Les abeilles Mélipones sont également des pollinisateurs essentiels dans l’écosystème du Yucatán. Elles jouent un rôle essentiel dans la fertilisation de diverses cultures. Leur contribution écologique va bien au-delà de la production de miel ; elles contribuent au maintien de la biodiversité.

Les ruches traditionnelles de mélipones, appelées jobones, sont des rondins de bois évidés soigneusement placés dans des endroits ombragés et calmes. Fait remarquable, ce sont les abeilles elles-mêmes qui choisissent ces rondins, créant un lien naturel entre la colonie et son gardien. « On n’impose pas la ruche aux abeilles », explique le Père Luis. « On attend qu’elles l’acceptent. »

Cependant, l’avenir de l’abeille mélipone est menacé. Le Père Luis a été le témoin direct de ces menaces croissantes : la déforestation généralisée et l’utilisation accrue de pesticides ont réduit drastiquement les populations d’abeilles sauvages. Avec l’empiètement de l’agriculture moderne sur les habitats naturels, le lien ancestral entre les Mayas et les Xunan Kab est mis à rude épreuve.

Les abeilles mélipones produisent beaucoup moins de miel que leurs homologues européennes, ce qui rend chaque goutte encore plus précieuse. Cette production limitée contribue à la forte demande et à l’importance culturelle du miel. « On me demande souvent pourquoi je ne me tourne pas vers d’autres abeilles », explique le Père Luis. « Parce que ce n’est pas une question de quantité, mais de sens. » Malgré les difficultés, l’espoir est permis. Un renouveau culturel s’épanouit dans tout le Yucatán. De jeunes apiculteurs apprennent les méthodes traditionnelles, des chercheurs documentent les bienfaits médicinaux des abeilles, et des leaders communautaires comme le Père Luis œuvrent à la préservation de cet élément essentiel du patrimoine maya. Sa ferme à Maní est à la fois un centre d’enseignement et une archive vivante de savoirs anciens.

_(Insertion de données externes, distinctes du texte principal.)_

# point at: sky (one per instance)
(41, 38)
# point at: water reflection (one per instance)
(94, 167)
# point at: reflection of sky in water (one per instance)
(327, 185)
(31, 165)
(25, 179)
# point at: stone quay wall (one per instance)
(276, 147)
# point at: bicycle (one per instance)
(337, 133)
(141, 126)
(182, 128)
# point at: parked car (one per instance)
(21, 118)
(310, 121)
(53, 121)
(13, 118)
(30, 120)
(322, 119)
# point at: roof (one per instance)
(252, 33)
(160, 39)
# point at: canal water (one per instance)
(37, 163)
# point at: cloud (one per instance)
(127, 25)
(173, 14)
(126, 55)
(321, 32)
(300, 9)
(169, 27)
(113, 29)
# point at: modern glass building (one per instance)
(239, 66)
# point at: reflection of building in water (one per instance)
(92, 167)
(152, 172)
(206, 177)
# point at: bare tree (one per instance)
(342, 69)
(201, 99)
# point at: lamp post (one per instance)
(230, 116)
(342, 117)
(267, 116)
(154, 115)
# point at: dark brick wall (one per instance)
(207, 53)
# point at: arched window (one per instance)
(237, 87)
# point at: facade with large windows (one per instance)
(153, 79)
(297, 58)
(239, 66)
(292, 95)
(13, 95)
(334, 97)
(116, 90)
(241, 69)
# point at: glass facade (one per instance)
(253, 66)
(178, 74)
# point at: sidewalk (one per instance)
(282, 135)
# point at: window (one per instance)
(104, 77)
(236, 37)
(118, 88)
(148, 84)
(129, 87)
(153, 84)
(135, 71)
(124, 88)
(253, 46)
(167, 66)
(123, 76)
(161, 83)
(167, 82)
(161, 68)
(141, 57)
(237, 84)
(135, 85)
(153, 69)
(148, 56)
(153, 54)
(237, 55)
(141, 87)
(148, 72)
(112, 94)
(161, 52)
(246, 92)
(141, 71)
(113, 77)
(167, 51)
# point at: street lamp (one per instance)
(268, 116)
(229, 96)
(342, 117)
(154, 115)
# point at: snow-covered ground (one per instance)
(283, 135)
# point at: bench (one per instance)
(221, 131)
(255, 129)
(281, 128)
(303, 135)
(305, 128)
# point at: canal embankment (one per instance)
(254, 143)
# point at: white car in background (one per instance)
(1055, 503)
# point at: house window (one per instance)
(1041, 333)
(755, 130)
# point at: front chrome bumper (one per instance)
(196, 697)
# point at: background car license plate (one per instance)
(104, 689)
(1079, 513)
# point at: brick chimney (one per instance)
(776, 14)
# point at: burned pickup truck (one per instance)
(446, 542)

« Tant que nous les protégerons », dit-il en regardant les abeilles tournoyer autour d’un arbre en fleurs, « le Xunan Kab continuera de bénir notre peuple.»

L’ancienne dame du Yucatán continue de vivre, sous les soins discrets d’un apiculteur dévoué, dans le bourdonnement de la jungle et dans chaque goutte de miel sacré qu’elle crée.